GPU PerfStudio's Frame Profiler has an analysis mode to easily determine if the application is GPU or CPU bound. If the application is running in windowed mode on the same machine as the client, it will automatically be brought into the foreground and given focus during this analysis pass and for each profile that you perform. If an application is not in the foreground, it gets less time on the CPU and GPU and will not have the same performance characteristics as when someone is using the application. It is recommended that you do not interact with any open applications while an analysis or profile is running, as the returned data may indicate an incorrect bottleneck. GPU PerfStudio does not foreground the application if it is running on a remote machine, as it is assumed that the application is already foregrounded.
Similarly, the latest graphics hardware is incredibly fast and simple applications may easily render at hundreds or even thousands of frames per second. At such high frame rates, there is not much benefit from attempting to further improve the performance. However, the profiler may still be useful to help determine why one effect may allow such high frame rates, while another effect may be much slower.
Below is an example profile showing the most expensive draw calls for an application. After sorting on 'GPUTime', the most expensive draw calls are easily picked out - there are three very expensive calls (~7 ms), and three semi-expensive calls (~3 ms). In this particular case, all six calls are rendering the same object. The most expensive calls are rendering into render targets and the second three calls are rendering into a depth buffer.
In this example 'ShaderBusy' and 'PrimitiveAssemblyBusy' are both between 99 and 100 percent busy, while 'TexUnitBusy' and 'DepthStencilTestBusy' are both below 7 percent. There are six additional 'ShaderBusy*' counters, one for each programmable pipeline stage. These values represent the percentage of work done by the shader unit for the specified shader. On further inspection, we see that 'ShaderBusyDS' has a much higher percentage (between 62 and 96) than the other shader types (the second highest is between 2 and 36 percent), suggesting that the Domain Shader is the likely bottleneck for these draw calls. Since the Primitive Assembly stage (clipping and culling) is equally as busy as the shader unit, one can suspect that the tessellator is generating many polygons, thus causing the Domain Shader to also be executed many times and the clipping and culling of the generated polygons will take longer. If the 'PrimitiveAssemblyBusy' was not as high, then it could be expected that the Domain Shader itself was expensive.
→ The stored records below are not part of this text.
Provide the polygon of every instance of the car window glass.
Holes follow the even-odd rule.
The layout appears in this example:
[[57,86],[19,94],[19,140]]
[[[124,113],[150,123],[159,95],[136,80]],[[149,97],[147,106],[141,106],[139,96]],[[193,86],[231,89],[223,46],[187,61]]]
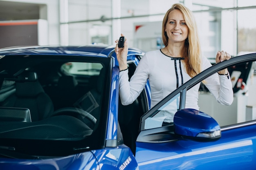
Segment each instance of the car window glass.
[[144,129],[152,129],[172,124],[174,114],[180,108],[180,93],[178,93],[146,119]]
[[234,93],[230,106],[218,103],[201,83],[198,102],[200,111],[212,116],[221,126],[256,119],[255,65],[254,62],[248,62],[228,68]]
[[76,75],[99,75],[102,65],[99,63],[70,62],[63,64],[61,68],[67,73]]

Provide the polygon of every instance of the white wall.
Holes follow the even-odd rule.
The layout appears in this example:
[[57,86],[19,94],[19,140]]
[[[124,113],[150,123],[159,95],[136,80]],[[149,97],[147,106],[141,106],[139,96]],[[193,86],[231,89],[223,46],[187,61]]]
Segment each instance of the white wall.
[[[41,4],[40,18],[48,21],[49,45],[59,44],[59,0],[8,0],[9,2]],[[43,5],[44,4],[46,5]]]

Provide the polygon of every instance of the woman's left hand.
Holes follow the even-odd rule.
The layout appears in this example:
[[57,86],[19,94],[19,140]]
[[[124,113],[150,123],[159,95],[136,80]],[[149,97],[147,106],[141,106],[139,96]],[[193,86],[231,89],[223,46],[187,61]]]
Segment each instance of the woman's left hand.
[[[216,55],[216,63],[222,62],[223,61],[228,60],[231,58],[231,56],[229,54],[224,51],[219,51],[217,53]],[[228,73],[227,68],[225,68],[218,72],[220,74],[227,74]]]

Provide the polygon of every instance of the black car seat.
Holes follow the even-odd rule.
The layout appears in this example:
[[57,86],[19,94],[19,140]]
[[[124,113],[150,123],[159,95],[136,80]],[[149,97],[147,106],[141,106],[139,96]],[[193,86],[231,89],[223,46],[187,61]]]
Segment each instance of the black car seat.
[[3,101],[1,106],[28,108],[32,121],[49,117],[53,105],[38,82],[36,73],[25,71],[13,80],[16,82],[16,91]]
[[[94,88],[90,90],[74,104],[74,106],[89,113],[96,119],[100,117],[100,106],[103,96],[102,91],[104,86],[105,71],[101,70],[97,81],[94,79],[90,83]],[[94,79],[95,79],[94,78]]]
[[63,75],[60,77],[56,88],[52,93],[55,110],[73,106],[79,97],[78,84],[78,82],[74,76]]

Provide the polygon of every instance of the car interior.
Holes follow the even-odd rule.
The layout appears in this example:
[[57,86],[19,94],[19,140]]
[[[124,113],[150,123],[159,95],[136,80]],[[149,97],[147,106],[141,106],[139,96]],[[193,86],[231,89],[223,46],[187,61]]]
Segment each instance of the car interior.
[[84,63],[38,60],[1,67],[1,137],[77,140],[91,135],[100,118],[103,66],[76,74],[69,71]]
[[[87,63],[90,68],[80,69],[82,63],[67,60],[27,63],[6,64],[0,73],[1,137],[76,140],[92,134],[101,118],[105,67]],[[136,66],[128,65],[130,78]],[[119,102],[124,143],[134,154],[140,118],[148,110],[145,93],[128,106]]]

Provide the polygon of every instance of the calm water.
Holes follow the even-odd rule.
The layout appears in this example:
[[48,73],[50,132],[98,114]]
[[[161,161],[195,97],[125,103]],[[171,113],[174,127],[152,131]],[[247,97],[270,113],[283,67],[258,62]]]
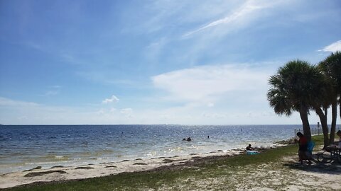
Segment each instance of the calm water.
[[[301,125],[0,126],[0,173],[261,146]],[[210,136],[210,138],[207,138]],[[190,137],[192,141],[183,141]]]

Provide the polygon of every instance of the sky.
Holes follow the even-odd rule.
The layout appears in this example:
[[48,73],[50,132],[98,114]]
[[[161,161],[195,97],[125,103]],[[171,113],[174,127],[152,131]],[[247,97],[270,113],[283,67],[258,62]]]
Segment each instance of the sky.
[[301,124],[268,80],[337,50],[338,0],[0,0],[0,124]]

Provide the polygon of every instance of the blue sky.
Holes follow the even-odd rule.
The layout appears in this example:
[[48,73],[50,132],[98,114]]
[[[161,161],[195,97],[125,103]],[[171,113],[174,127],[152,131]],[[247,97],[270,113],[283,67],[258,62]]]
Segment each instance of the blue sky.
[[0,0],[0,124],[301,124],[267,80],[341,50],[340,16],[337,0]]

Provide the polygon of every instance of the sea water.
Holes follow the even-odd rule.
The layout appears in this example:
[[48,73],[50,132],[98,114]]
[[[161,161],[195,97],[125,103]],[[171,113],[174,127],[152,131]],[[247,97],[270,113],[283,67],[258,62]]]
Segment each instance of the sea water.
[[[266,146],[301,125],[1,125],[0,173]],[[190,137],[191,141],[183,141]]]

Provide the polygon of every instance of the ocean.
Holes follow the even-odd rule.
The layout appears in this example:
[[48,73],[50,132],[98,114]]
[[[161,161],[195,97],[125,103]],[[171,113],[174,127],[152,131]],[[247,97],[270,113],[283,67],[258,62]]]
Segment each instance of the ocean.
[[[266,146],[302,125],[1,125],[0,173]],[[183,141],[190,137],[191,141]]]

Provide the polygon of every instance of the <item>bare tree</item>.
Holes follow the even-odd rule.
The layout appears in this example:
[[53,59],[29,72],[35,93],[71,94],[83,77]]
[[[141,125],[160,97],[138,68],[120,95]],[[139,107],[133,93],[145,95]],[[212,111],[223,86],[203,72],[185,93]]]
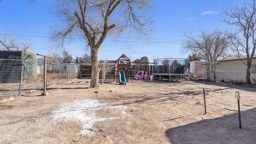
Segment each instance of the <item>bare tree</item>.
[[59,0],[56,11],[62,22],[61,30],[55,29],[52,40],[62,46],[65,40],[85,40],[91,50],[90,87],[99,84],[98,52],[107,36],[130,32],[147,36],[152,22],[147,14],[150,0]]
[[250,69],[256,48],[255,0],[245,0],[240,7],[226,7],[224,6],[220,16],[222,21],[238,28],[239,33],[234,37],[232,44],[239,59],[241,55],[246,54],[246,60],[240,60],[247,66],[246,83],[250,84]]
[[2,44],[2,47],[3,48],[2,49],[7,50],[19,50],[19,46],[16,43],[17,38],[8,34],[6,32],[0,36],[0,36],[0,43]]
[[24,52],[32,50],[31,44],[28,42],[22,42],[18,44],[18,38],[14,36],[13,34],[9,34],[6,32],[3,32],[3,34],[0,34],[0,44],[2,44],[0,48],[7,50],[22,50]]
[[203,58],[207,66],[207,79],[209,81],[211,81],[210,71],[213,69],[214,80],[216,81],[216,62],[220,58],[225,57],[230,46],[231,36],[226,30],[222,31],[218,29],[214,29],[211,32],[203,30],[197,37],[190,32],[183,32],[183,36],[186,39],[182,47],[185,51],[192,51]]

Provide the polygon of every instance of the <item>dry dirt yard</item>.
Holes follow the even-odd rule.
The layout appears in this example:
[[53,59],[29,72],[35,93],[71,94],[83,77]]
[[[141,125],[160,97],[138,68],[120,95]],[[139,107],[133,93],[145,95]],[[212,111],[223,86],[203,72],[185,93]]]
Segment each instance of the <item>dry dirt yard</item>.
[[0,143],[256,143],[255,88],[205,82],[204,114],[201,82],[118,84],[75,79],[2,104]]

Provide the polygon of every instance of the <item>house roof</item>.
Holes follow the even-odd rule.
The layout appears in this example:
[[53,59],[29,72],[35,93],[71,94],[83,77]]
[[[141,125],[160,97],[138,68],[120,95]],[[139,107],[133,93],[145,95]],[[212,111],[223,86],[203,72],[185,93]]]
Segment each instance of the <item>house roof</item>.
[[[256,58],[256,54],[254,54],[253,55],[253,58]],[[246,59],[246,58],[247,58],[247,56],[240,56],[240,59],[242,60]],[[238,60],[239,59],[239,58],[237,56],[233,56],[230,57],[229,58],[224,58],[223,60],[220,60],[220,61],[232,60]]]
[[77,63],[76,62],[64,62],[63,63],[60,64],[79,64]]

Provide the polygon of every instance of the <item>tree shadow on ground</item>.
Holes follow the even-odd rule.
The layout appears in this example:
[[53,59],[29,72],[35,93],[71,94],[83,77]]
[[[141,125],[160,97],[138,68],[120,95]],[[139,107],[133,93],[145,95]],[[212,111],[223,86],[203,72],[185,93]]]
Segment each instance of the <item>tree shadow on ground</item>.
[[212,85],[214,86],[223,86],[227,88],[236,88],[239,90],[246,90],[250,92],[256,92],[256,88],[254,87],[250,87],[250,86],[246,86],[246,85],[237,85],[234,84],[229,84],[226,82],[204,82],[203,81],[200,81],[196,80],[191,80],[195,82],[204,84],[208,85]]
[[170,128],[166,134],[172,144],[255,144],[255,114],[256,108],[241,112],[242,129],[236,112]]

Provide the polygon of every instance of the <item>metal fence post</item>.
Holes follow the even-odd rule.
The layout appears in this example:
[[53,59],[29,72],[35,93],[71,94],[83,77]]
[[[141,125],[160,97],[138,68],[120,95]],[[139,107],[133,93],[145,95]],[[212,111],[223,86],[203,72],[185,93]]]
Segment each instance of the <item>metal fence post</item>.
[[236,70],[234,70],[234,84],[236,84]]
[[73,66],[72,66],[72,80],[73,79]]
[[20,90],[19,91],[19,96],[20,96],[20,92],[21,91],[21,84],[22,81],[22,72],[23,71],[23,64],[24,60],[21,62],[21,71],[20,72]]
[[58,80],[57,80],[57,84],[59,84],[59,79],[60,78],[60,65],[59,64],[59,74],[58,75]]

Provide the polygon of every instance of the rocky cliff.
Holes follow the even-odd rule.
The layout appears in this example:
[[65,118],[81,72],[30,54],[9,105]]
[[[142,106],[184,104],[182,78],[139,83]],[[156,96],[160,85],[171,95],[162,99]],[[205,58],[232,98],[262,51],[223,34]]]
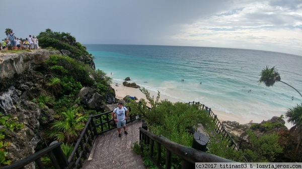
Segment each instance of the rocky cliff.
[[[280,117],[274,116],[271,119],[263,120],[260,123],[240,124],[236,121],[222,121],[222,123],[241,149],[253,149],[253,145],[251,143],[249,136],[246,132],[247,130],[253,131],[257,137],[275,133],[279,136],[278,143],[283,149],[282,153],[276,157],[276,162],[289,162],[292,157],[297,144],[294,141],[294,136],[284,125],[284,120]],[[300,155],[296,155],[296,161],[300,160],[302,148],[300,147],[297,153],[297,154]]]
[[[43,88],[44,77],[42,72],[44,61],[53,54],[72,55],[66,50],[46,49],[17,53],[0,53],[0,112],[4,115],[12,114],[24,124],[24,128],[17,132],[7,131],[10,137],[6,136],[6,141],[12,143],[8,155],[12,162],[34,153],[49,143],[42,131],[53,120],[54,110],[51,105],[41,107],[32,100],[41,95],[51,95]],[[74,59],[89,64],[94,69],[94,63],[89,56]],[[108,91],[110,90],[102,95],[86,86],[81,90],[78,96],[85,106],[99,111],[105,109],[104,104],[115,102],[114,90],[109,89]],[[0,128],[3,126],[0,126]]]

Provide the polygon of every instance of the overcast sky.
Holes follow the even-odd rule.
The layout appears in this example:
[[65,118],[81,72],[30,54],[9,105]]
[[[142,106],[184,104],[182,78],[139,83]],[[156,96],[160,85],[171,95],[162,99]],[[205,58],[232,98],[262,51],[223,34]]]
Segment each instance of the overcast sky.
[[0,38],[46,29],[82,44],[192,46],[302,56],[302,0],[0,0]]

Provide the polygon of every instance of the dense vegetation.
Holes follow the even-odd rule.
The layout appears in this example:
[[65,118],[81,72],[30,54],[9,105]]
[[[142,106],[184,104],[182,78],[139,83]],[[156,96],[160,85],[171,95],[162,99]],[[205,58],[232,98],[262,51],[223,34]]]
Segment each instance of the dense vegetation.
[[[302,94],[296,88],[281,80],[280,74],[274,66],[269,68],[267,66],[262,69],[259,75],[259,82],[263,83],[265,86],[273,86],[276,82],[280,82],[294,89],[302,97]],[[295,137],[294,140],[297,143],[292,156],[292,160],[294,161],[296,160],[299,146],[302,142],[302,103],[300,105],[297,104],[296,106],[288,108],[285,113],[285,117],[287,118],[288,122],[293,124],[289,131]],[[299,160],[301,160],[300,158]]]
[[[240,162],[246,162],[244,155],[249,162],[269,162],[273,161],[275,155],[282,151],[282,148],[277,143],[278,135],[272,134],[257,137],[252,130],[246,132],[253,145],[245,149],[234,150],[229,146],[230,142],[224,139],[221,134],[216,133],[213,119],[208,115],[208,112],[199,109],[196,105],[181,102],[173,103],[167,100],[159,101],[159,92],[155,99],[154,97],[150,96],[145,89],[139,90],[145,94],[147,101],[141,99],[139,104],[137,104],[134,101],[131,101],[130,113],[139,115],[147,123],[148,130],[154,134],[163,135],[173,141],[191,147],[193,135],[189,134],[188,130],[196,132],[198,125],[201,124],[205,131],[209,133],[207,152],[211,154]],[[147,102],[151,105],[151,109],[146,106]],[[141,152],[141,146],[146,151]],[[132,148],[136,153],[142,155],[147,166],[155,168],[148,157],[149,152],[146,146],[135,143]],[[164,147],[162,148],[163,160],[161,163],[164,166],[165,150]],[[156,150],[155,151],[156,153]],[[172,156],[172,165],[174,168],[181,168],[181,161],[176,155]]]
[[91,55],[86,51],[86,48],[76,42],[76,38],[68,33],[53,32],[47,29],[45,32],[41,32],[37,38],[39,40],[39,45],[43,48],[67,50],[77,56]]
[[[94,89],[100,94],[112,92],[110,87],[112,79],[102,71],[95,70],[77,59],[77,57],[80,56],[82,58],[93,58],[86,48],[77,42],[76,38],[70,34],[53,32],[47,29],[40,33],[37,38],[39,45],[43,48],[69,50],[73,57],[56,55],[50,56],[39,69],[44,77],[43,87],[45,92],[31,100],[41,108],[47,105],[54,109],[54,120],[46,127],[49,129],[43,131],[49,142],[53,140],[63,141],[62,148],[68,155],[89,116],[103,112],[88,110],[81,104],[77,94],[85,86]],[[9,164],[11,161],[6,157],[10,143],[4,140],[5,137],[10,136],[7,131],[20,130],[23,126],[16,119],[17,117],[11,115],[0,115],[0,125],[4,126],[0,131],[0,166]],[[44,158],[42,161],[47,163],[49,160]]]

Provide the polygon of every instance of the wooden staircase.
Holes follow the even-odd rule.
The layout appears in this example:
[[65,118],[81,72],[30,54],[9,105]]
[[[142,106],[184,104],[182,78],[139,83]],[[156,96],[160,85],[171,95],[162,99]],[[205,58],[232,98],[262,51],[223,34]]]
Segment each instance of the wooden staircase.
[[118,137],[116,129],[107,132],[97,138],[89,158],[82,168],[146,168],[140,155],[137,155],[131,146],[139,139],[141,120],[128,124],[128,135],[122,129],[122,136]]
To confirm our theory, a second profile is usually necessary. For each 'Busy' counter in the Timing group, there is a corresponding group to help identify performance issues within that stage. Since the Domain Shader was identified as a potential area of improvement, a second profile is performed with the 'DomainShader' counter group and two additional counters: 'GPUTime' (so we can identify the expensive calls again) and 'HSVerticesIn' (so that we can compare the number of vertices going into the tessellator to the number of vertices going out).
In the second profile, we can see that the number of generated vertices is much higher going into the Domain Shader than went into the Hull Shader. In fact the number of vertices is 97 times more. To rule out the cost of the Domain Shader being overly expensive, the 'DSTexInstCount' (texture instructions) and 'DSALUInstCount' (ALU instructions) can be observed, along with the associated percentage of time that each type of instructions took ('DSTexBusy' and 'DSALUBusy'). The texture instructions only took about 0.3 percentage of the 'GPUTime' and ALU instructions took ~9 percent. Since the shader is executed for each of the generated input vertices, reducing the number of ALU instructions will reduce the overall execution time of the shader unit and likely the draw call. However, it may be easier and a far greater gain may be had by reducing the tessellation factor. If the tessellation factor is at a very high value, no negative visual impact may be noticed by reducing the factor slightly, but the reduction in polygon count may significantly improve performance. This is especially true in this particular example, since the same object is rendered six different times, several milliseconds may be gained.
Although it was not the case in this example, if the 'TexUnitBusy' may had the highest busy percentage, there may be several causes: many texture instructions from any of the shaders, expensive filtering, or slow texture formats. It is suggested to check the percentage of time each shader unit spent doing texture instructions (i.e. 'PSTexBusy') to see if any percentage seems high, and which stage is the culprit. A separate profile of the 'TextureFormat' group can help identify if there are any slow texture formats being used, in which case switching to compressed formats may provide a benefit. Similarly, a profile of the 'TextureUnit' group can help indicate if expensive filtering is being performed.